Implementing HBM3 in RNGD: Why it’s tricky, why it’s important, how we did it
Technical Updates
High Bandwidth Memory 3 (HBM3) is, to use a technical term, a pain in the ASIC to implement.
Unlike traditional GDDR memory, HBM3 uses a complex 2.5D packaging design and requires specialized interposers and advanced packaging techniques. Most importantly, HBM3 presents significant thermal management challenges, because the dense stacking makes it difficult to dissipate heat and, while HBM3 is energy efficient per bit transferred, its high bandwidth capabilities mean the overall power draw can be very high.
There is a reason few AI silicon companies use it, outside of the very largest chip makers who have hundreds of engineers they can assign to address these challenges.
Nevertheless, HBM3 was the right choice for RNGD, FuriosaAI’s second-gen chip. RNGD (pronounced “Renegade”) is built specifically for inference with high performance LLMs and multimodal models. This means RNGD needs tremendous memory bandwidth that only HBM can provide.
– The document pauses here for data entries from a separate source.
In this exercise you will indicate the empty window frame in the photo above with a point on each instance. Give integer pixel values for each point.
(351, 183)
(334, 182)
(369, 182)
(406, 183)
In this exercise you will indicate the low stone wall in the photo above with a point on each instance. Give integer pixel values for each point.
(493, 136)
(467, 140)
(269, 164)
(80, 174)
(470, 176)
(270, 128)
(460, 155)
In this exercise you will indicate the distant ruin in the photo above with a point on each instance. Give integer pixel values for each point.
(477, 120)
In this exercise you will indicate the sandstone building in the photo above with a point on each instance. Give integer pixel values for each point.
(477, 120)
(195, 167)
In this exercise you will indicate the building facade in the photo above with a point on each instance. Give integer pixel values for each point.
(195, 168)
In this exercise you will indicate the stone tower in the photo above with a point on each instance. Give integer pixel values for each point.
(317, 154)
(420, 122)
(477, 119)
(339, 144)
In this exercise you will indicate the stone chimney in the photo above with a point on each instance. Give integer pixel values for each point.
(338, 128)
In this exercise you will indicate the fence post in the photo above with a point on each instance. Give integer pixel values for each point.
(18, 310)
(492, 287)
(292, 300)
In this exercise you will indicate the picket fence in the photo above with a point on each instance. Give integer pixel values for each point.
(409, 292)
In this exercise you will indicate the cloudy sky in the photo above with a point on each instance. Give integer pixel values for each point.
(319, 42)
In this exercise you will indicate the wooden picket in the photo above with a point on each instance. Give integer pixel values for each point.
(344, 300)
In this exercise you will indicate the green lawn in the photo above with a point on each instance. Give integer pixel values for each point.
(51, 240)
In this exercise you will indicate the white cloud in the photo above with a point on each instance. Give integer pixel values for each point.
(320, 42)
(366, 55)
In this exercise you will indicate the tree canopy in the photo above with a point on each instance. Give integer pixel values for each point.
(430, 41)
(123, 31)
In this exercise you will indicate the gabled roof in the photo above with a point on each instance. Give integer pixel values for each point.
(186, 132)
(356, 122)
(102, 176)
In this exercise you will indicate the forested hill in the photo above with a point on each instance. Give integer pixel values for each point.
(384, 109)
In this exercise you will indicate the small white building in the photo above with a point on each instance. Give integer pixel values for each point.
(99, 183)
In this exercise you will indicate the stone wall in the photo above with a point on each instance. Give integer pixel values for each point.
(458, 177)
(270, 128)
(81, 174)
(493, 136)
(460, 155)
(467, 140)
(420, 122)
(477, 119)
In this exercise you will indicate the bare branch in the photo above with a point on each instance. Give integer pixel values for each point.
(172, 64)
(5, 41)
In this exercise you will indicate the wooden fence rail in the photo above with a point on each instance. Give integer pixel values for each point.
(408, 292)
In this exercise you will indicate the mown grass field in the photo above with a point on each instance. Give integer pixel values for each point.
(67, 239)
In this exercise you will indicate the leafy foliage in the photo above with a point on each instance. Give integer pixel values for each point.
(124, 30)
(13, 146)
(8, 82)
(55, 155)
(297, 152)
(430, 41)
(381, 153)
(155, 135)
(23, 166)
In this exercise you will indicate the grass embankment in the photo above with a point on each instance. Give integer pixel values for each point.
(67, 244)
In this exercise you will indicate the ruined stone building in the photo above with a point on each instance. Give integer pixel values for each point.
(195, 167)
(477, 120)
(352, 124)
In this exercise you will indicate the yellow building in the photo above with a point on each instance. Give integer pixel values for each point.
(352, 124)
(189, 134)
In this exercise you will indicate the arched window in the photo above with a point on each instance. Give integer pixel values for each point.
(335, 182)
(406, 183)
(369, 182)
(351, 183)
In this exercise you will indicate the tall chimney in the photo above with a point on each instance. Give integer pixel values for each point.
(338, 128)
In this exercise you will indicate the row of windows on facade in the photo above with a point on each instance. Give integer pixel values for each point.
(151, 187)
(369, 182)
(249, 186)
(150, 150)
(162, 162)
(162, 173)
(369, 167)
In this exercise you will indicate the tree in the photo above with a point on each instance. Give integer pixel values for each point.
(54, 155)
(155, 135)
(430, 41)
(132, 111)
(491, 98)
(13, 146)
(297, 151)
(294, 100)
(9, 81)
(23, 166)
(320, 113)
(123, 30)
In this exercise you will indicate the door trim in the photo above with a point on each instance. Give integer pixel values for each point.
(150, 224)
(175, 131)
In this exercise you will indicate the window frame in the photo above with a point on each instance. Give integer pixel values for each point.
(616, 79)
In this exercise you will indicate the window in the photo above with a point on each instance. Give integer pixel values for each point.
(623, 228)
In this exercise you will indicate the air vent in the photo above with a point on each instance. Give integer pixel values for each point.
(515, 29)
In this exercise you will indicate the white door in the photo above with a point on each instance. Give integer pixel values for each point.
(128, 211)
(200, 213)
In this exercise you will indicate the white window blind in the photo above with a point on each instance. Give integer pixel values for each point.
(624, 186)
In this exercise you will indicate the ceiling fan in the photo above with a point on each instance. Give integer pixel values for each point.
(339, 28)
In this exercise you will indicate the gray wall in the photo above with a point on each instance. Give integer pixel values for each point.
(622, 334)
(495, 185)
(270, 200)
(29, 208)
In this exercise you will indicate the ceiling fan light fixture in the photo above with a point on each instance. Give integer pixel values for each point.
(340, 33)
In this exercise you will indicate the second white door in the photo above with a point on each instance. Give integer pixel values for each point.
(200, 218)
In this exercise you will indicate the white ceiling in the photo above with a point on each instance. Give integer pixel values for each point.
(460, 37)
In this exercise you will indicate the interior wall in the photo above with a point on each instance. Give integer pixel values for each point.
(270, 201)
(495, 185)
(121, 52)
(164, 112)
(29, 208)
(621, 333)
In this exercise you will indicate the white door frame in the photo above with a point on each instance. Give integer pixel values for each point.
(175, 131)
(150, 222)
Now that RNGD is in production and our early access partners have begun sampling the chip, Furiosa’s hardware engineering leads sat down together to discuss how we implemented HBM3 and what we’ve learned about building AI hardware that delivers the “trifecta” of performance, programmability and power efficiency that the industry needs.
This roundtable features Furiosa CTO Hanjoon Kim, who has a background in both hardware and software engineering and previously worked for Samsung; VP of Hardware and Engineering Lead for Chip Packaging Sang Min Lee, who previously worked for Qualcomm as a Senior Staff Engineer; and Furiosa Engineering Lead for SoC Interfaces Chang Jae Park, who joined Furiosa after working as a Research Fellow and Senior Engineer at SK hynix and as a Principal Engineer at Samsung.
How critical was HBM3 in achieving our performance targets for RNGD? What specific benefits does HBM3 provide to enhance RNGD's capabilities?
Hanjoon Kim, Furiosa CTO: HBM3 is one of the key factors that most directly impacts the performance goals of RNGD, because the chip is designed for LLMs and multimodal models. Because these types of models are so big, memory bandwidth is a bottleneck.
In LLMs, every time a token is generated, all model parameters must be read from memory once, and since the size of the model parameters is large, the token generation speed is determined by memory bandwidth.
Additionally, HBM3 is important in terms of memory capacity. A larger memory capacity allows larger models to run on fewer chips, reducing the bottleneck impact of interconnections. It also allows for more key value cache storage, which increases the batch size that can be processed at once, thereby improving throughput. Therefore, high memory bandwidth and memory capacity of HBM3 are crucial from a performance perspective.
Furthermore, HBM3 is highly efficient in terms of energy consumption per bit transferred. The most energy-efficient method to provide memory bandwidth levels of around 1.5 TB/s is HBM3.
This is especially important for RNGD because the chip provides 1.5 TB/s of memory bandwidth and 48 GB of memory capacity within a TDP of 150W. RNGD offers the highest levels of memory bandwidth and memory capacity per unit power among accelerators, and the biggest factor is the use of 12-layer HBM3.
Can you provide examples of key RNGD use cases that wouldn’t be feasible without the integration of HBM3?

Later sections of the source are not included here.